No todos están bendecidos con un gran huerto y vistas al agua durante estos tiempos.
En estos días me resulta más difícil ser negativo a pesar de la cantidad de miedo que emana en forma de una teoría de la conspiración u otra. Me inclino del lado del optimismo cada vez más. Sin embargo, el video me sorprendió y no por primera vez. La semana pasada durante nuestro primer Think Tank en línea (grupo de discusión de hombres), me encontré en una situación similar. Fui devuelto a la tierra por un par de experiencias de miembros del grupo en el lugar de trabajo. Ambos trabajan en la gestión de primera línea en el ámbito de la violencia doméstica y destacaron un sistema legal que lucha por proteger a los más vulnerables, principalmente mujeres y niños. También señalaron un aumento inevitable de los casos de violencia doméstica una vez que se levantan las restricciones.

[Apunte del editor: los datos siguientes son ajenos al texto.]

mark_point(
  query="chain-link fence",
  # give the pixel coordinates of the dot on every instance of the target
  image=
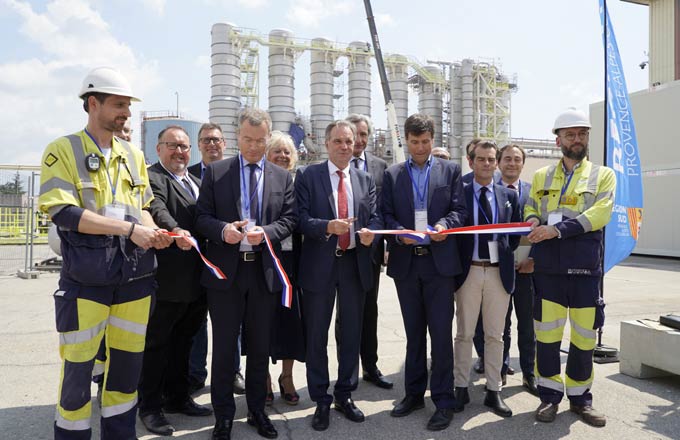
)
(23, 229)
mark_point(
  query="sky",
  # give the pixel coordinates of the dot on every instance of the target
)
(163, 47)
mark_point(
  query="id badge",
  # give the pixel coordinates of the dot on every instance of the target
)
(493, 251)
(251, 224)
(554, 218)
(421, 220)
(115, 212)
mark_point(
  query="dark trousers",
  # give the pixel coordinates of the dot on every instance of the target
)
(523, 298)
(249, 302)
(369, 331)
(426, 300)
(165, 370)
(318, 307)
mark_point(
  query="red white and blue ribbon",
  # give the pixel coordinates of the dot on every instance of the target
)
(287, 294)
(519, 228)
(211, 267)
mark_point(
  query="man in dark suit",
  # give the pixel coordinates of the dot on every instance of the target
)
(241, 198)
(180, 304)
(511, 160)
(425, 191)
(487, 279)
(211, 145)
(337, 207)
(375, 166)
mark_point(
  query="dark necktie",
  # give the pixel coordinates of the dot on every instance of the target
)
(343, 210)
(187, 185)
(484, 217)
(254, 197)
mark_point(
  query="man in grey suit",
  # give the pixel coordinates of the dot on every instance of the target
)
(374, 166)
(337, 207)
(487, 279)
(180, 305)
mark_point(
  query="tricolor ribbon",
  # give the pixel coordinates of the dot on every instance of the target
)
(286, 295)
(211, 267)
(519, 228)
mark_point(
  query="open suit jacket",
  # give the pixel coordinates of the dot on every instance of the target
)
(219, 203)
(445, 205)
(507, 204)
(173, 206)
(316, 207)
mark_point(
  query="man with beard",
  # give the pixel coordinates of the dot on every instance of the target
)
(569, 205)
(96, 189)
(180, 306)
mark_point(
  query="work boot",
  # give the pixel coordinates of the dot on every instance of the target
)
(589, 414)
(546, 412)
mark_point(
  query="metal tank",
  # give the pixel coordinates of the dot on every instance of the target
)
(467, 106)
(281, 79)
(430, 100)
(359, 80)
(321, 88)
(397, 76)
(225, 90)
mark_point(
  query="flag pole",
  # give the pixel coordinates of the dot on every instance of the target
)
(602, 353)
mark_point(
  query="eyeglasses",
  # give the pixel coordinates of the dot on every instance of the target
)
(172, 146)
(208, 141)
(571, 136)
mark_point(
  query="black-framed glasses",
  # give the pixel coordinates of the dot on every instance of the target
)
(172, 146)
(211, 140)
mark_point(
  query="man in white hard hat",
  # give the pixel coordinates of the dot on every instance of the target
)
(96, 189)
(569, 205)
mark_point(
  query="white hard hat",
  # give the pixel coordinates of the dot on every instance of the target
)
(572, 117)
(106, 80)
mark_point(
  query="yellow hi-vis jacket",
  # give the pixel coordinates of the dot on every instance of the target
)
(97, 260)
(581, 206)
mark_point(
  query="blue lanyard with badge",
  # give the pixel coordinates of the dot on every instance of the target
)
(556, 216)
(420, 211)
(93, 163)
(493, 244)
(248, 201)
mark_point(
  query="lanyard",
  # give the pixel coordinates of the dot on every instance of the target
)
(495, 203)
(114, 184)
(565, 186)
(421, 197)
(244, 190)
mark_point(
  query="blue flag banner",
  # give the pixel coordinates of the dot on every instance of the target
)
(622, 156)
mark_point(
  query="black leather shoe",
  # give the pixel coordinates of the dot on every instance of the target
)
(349, 409)
(321, 416)
(222, 430)
(407, 405)
(441, 419)
(479, 366)
(529, 382)
(239, 384)
(376, 378)
(264, 426)
(462, 398)
(157, 423)
(494, 401)
(188, 408)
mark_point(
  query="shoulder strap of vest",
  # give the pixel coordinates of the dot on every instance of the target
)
(87, 193)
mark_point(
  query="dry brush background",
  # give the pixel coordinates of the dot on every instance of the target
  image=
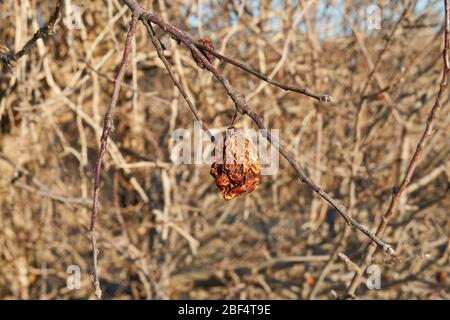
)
(164, 232)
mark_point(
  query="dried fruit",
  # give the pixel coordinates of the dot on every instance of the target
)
(236, 166)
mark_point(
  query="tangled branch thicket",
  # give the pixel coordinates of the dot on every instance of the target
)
(162, 229)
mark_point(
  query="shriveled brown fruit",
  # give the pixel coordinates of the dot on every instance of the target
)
(236, 166)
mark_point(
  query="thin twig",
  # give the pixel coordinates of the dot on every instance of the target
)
(243, 66)
(243, 107)
(370, 250)
(43, 33)
(160, 50)
(107, 127)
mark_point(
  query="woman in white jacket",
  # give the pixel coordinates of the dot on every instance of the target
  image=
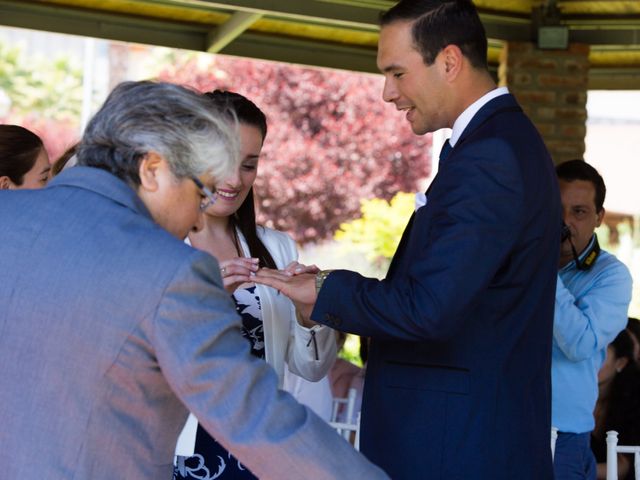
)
(269, 320)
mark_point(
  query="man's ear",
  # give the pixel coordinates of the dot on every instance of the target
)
(599, 217)
(452, 58)
(150, 167)
(5, 183)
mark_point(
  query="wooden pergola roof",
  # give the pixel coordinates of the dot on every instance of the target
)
(332, 33)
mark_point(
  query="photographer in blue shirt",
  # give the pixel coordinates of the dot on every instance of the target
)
(592, 298)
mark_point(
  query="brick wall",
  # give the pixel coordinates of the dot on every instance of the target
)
(551, 86)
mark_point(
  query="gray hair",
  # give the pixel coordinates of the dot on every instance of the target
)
(183, 126)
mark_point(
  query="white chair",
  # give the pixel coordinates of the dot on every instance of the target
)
(342, 410)
(612, 456)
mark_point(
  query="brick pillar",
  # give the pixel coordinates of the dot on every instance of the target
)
(551, 86)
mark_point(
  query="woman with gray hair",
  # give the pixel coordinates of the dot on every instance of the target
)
(24, 162)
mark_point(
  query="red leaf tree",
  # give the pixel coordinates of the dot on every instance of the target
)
(332, 141)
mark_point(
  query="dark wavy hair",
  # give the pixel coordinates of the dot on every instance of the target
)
(623, 408)
(244, 219)
(19, 149)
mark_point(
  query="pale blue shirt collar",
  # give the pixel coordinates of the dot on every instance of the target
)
(465, 117)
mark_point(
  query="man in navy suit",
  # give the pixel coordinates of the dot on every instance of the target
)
(458, 378)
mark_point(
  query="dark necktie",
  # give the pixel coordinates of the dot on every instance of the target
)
(446, 150)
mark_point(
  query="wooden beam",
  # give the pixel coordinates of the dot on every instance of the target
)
(226, 33)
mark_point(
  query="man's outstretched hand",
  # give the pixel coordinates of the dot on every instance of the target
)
(301, 288)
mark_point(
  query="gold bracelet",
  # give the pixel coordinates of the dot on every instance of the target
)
(320, 277)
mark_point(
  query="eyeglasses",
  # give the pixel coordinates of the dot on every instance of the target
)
(209, 197)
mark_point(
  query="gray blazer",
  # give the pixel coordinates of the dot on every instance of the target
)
(110, 329)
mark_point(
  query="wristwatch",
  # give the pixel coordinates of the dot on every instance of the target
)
(320, 276)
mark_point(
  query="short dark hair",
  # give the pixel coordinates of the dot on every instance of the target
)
(19, 149)
(441, 23)
(244, 109)
(578, 169)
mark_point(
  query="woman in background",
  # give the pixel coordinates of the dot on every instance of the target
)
(269, 320)
(24, 162)
(618, 405)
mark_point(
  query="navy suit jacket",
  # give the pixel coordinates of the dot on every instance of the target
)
(458, 379)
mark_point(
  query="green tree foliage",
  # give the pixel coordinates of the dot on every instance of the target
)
(377, 232)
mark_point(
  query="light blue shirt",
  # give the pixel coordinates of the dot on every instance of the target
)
(591, 309)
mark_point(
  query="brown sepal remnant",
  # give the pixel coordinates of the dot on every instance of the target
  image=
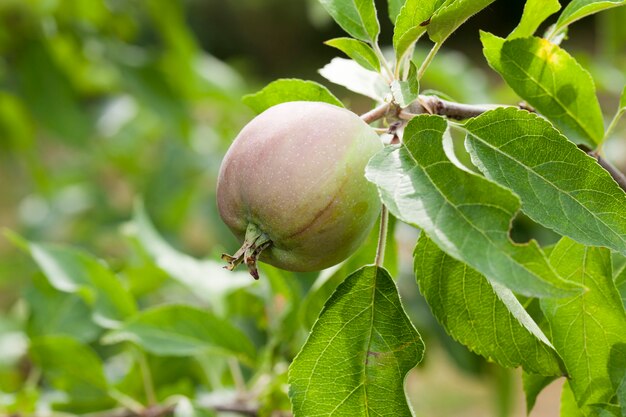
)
(254, 243)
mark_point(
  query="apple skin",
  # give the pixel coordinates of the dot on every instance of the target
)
(296, 172)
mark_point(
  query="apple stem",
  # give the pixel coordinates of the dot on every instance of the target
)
(255, 242)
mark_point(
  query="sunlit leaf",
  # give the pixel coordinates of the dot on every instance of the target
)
(578, 9)
(352, 76)
(180, 330)
(284, 90)
(588, 329)
(358, 353)
(551, 81)
(359, 51)
(394, 7)
(560, 186)
(357, 17)
(460, 298)
(412, 23)
(463, 213)
(535, 12)
(451, 15)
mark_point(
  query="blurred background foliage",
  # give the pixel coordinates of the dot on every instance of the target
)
(103, 102)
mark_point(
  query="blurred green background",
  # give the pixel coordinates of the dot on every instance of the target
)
(103, 102)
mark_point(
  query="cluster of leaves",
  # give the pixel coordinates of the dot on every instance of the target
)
(165, 333)
(466, 265)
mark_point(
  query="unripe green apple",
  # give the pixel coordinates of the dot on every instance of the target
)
(292, 187)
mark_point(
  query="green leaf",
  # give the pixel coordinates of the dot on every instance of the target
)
(452, 15)
(74, 271)
(533, 385)
(179, 330)
(463, 213)
(50, 96)
(394, 7)
(405, 92)
(487, 319)
(620, 283)
(588, 329)
(621, 396)
(358, 353)
(551, 81)
(569, 408)
(359, 51)
(329, 279)
(560, 186)
(71, 367)
(206, 279)
(578, 9)
(354, 77)
(284, 90)
(357, 17)
(412, 23)
(535, 12)
(53, 312)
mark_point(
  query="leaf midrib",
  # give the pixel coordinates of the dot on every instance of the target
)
(506, 254)
(530, 170)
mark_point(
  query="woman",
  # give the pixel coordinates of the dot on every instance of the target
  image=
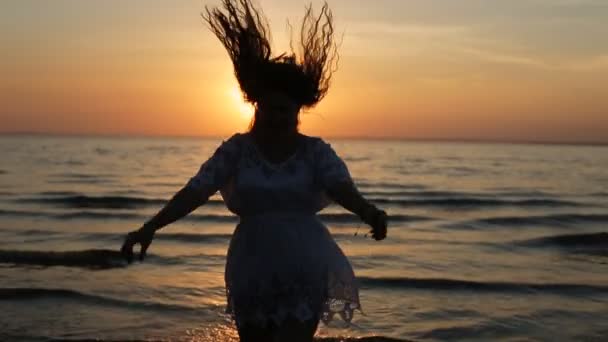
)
(284, 272)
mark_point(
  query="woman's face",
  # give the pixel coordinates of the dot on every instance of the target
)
(278, 111)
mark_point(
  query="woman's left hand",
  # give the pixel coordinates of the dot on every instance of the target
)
(141, 236)
(378, 220)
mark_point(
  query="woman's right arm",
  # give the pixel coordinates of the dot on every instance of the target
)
(183, 203)
(212, 175)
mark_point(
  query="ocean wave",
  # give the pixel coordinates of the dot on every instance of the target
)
(570, 240)
(440, 284)
(367, 184)
(92, 258)
(554, 219)
(474, 202)
(191, 337)
(28, 293)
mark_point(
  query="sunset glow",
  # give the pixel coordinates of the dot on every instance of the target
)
(515, 71)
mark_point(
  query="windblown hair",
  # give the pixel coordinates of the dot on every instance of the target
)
(303, 75)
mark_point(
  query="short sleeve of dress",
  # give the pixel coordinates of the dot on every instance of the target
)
(218, 169)
(330, 168)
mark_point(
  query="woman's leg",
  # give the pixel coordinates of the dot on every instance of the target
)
(291, 330)
(254, 333)
(295, 330)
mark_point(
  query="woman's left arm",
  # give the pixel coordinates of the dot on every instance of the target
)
(345, 193)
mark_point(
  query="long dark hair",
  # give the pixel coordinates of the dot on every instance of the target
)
(304, 74)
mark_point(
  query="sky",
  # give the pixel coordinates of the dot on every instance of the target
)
(533, 70)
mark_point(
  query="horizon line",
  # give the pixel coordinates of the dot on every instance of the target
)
(339, 137)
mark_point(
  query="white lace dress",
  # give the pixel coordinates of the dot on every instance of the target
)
(282, 260)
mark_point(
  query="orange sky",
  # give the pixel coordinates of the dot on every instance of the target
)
(531, 70)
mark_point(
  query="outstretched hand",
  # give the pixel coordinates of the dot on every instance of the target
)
(379, 225)
(378, 220)
(140, 236)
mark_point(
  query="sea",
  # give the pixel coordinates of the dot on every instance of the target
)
(486, 242)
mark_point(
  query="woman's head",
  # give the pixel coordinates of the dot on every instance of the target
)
(300, 78)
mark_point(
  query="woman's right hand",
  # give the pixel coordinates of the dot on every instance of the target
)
(141, 236)
(378, 220)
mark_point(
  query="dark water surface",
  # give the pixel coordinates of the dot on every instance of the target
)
(486, 242)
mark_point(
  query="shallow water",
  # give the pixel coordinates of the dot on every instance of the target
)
(486, 241)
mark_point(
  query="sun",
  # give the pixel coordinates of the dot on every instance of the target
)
(239, 104)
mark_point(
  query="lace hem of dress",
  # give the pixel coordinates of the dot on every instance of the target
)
(302, 311)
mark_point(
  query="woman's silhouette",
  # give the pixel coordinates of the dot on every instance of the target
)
(284, 272)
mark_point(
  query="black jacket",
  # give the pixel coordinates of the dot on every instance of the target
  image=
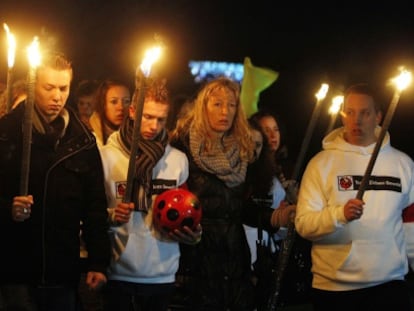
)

Como mencioné en mi apertura, mi experiencia de aislamiento ha sido relativamente agradable. Pero la audición y la discusión grupal me llevaron de regreso. Me llevó de vuelta a mi juventud, creciendo en el suburbio de Kemblawarra en Wollongong. Parte páramo industrial, parte vivienda socioeconómica más baja, parte misión aborigen. Tres calles paralelas entre sí, cada nacionalidad representada. Una mezcla pura de Australia de la clase trabajadora de los años 70, mezclada con los custodios originales de la tierra, cuya urbanización bordeaba un basurero a menos de doscientos metros por el camino del bloque de pisos en el que vivía con mi hermana y mis padres.
Mis circunstancias en aquel entonces eran como son ahora, afortunadas. Recuerdo las visitas regulares de la policía a los mismos pisos y las mismas casas. El consumo excesivo de alcohol por parte de los padres cuyos hijos permanecieron fuera hasta altas horas de la noche hasta que fue seguro volver a casa. Los momentos en que llamaron a las ambulancias y el momento en que dos niños de no más de siete años, aproximadamente de mi edad, dormían en nuestra sala de estar antes de que la policía y los servicios comunitarios vinieran y se los llevaran. No es de extrañar que nos mudemos poco después.
No puedo hablar por la situación de todos. Supongo que la mayoría de nosotros hemos conocido a alguien que ha experimentado violencia doméstica. Es demasiado fácil olvidarlo cuando no te afecta directamente. Esperemos que con todos los millones que se están generando, se destinen más recursos para ayudar a las personas que más lo necesitan. En este caso, las víctimas de la violencia doméstica.
El contenido de esta publicación, específicamente un capítulo sobre la experiencia del escritor que creció en Kemblawarra, forma parte del próximo libro Un Día Diré La Verdad.